84 Charing Cross Road2020/08/28 20:43

 なんとなく面白そうだと思った映画があったので、原作を先に英語で読んだ。
 ヘレーヌ・ハンフによる "84 Charing Cross Road"(1970)。

 ニューヨークに住むライターのへレーヌは、古書を集めるのが趣味。1949年10月、広告で見た、ロンドンのチャリング・クロス・ロードにある古書店に、欲しい本のリストを送ると、丁寧な返信が来る。
 送られてきた本にも、店の質にも満足したへレーヌは、頻繁に手紙を送り、書店員のフランクと親しい書簡や、贈り物のやりとりを始める。
 そうして20年が経とうとしていた ――

 1987年には、アンソニー・ホプキンスとアン・バンクロフトの主演で映画化された。原作を読んでから、映画も鑑賞。

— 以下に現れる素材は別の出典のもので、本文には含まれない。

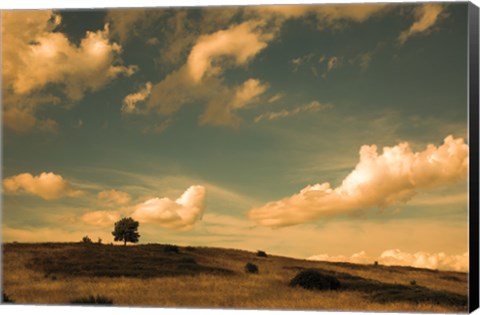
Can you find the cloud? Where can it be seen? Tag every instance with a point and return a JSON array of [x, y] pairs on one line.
[[313, 106], [46, 185], [113, 197], [101, 218], [178, 214], [31, 47], [239, 43], [396, 257], [130, 101], [426, 16], [276, 97], [392, 177]]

 これと言ったドラマがあるわけではないが、大西洋を隔てて、古書を愛する者同士が意気投合し ―― でも、顧客と業者という関係の礼儀をわきまえつつ ―― 心を通わせていく様子が心地良い。
 古書収集というと、お金のかかりそうな趣味だが、へレーヌは別に金持ちではないので、初版本のような高額のものを求めるのではない。文学と「本」という存在そのものを非常に愛し、慎ましやかに、年月をかけてコレクションを増やしていく様子が、共感を呼ぶ。

 私は本好きだが、文学にはあまり興味がない。だから、次々と出てくる英文学の多くは、知らない物だった。しかし、分からなくても「愛好家」がその話題で盛り上がる様子というのは、見ていて楽しくなる。
 ある分野の音楽が好きな人にも同じ事が言えるだろう。
 オタクなので、一カ所だけ、あっ、と思った箇所がある。1964年に、チョーサーの話題(「カンタベリー物語」これは私も持っている)になったときに、へレーヌが、「ジョフリー(・チョーサー)が、リチャード三世の宮廷生活を書いていてくれたなら」と、手紙に記すのだ。
 チョーサーは14世紀後半に活躍した人で、リチャード三世より百年前だ。ここは、リチャード三世ではなく、二世であるべきだったろう。映画でも、この箇所は「三世」のままになっていた。

 さて、へレーヌとフランクのやりとりは1960年代にも続くわけで、フランクは当時のロンドンの様子を手紙に書いている。

 「若い旅行者たちが、カーナビー・ストリート詣でにやってきます。」

 カーナビー・ストリートは、ロンドンの中心部リージェント・ストリートの東にある、商店の並ぶ通りで、1960年代には、ロック,モッズなど若者文化の発祥地だった。
 フランクはこうも述べている。

 「実を言えば、ビートルズも好きなのです。ファンたちが叫び声を上げさえしなければ。」

 これはよく分かる。私とて、当時に生きていたら、ビートルズ・ファンに辟易していただろう。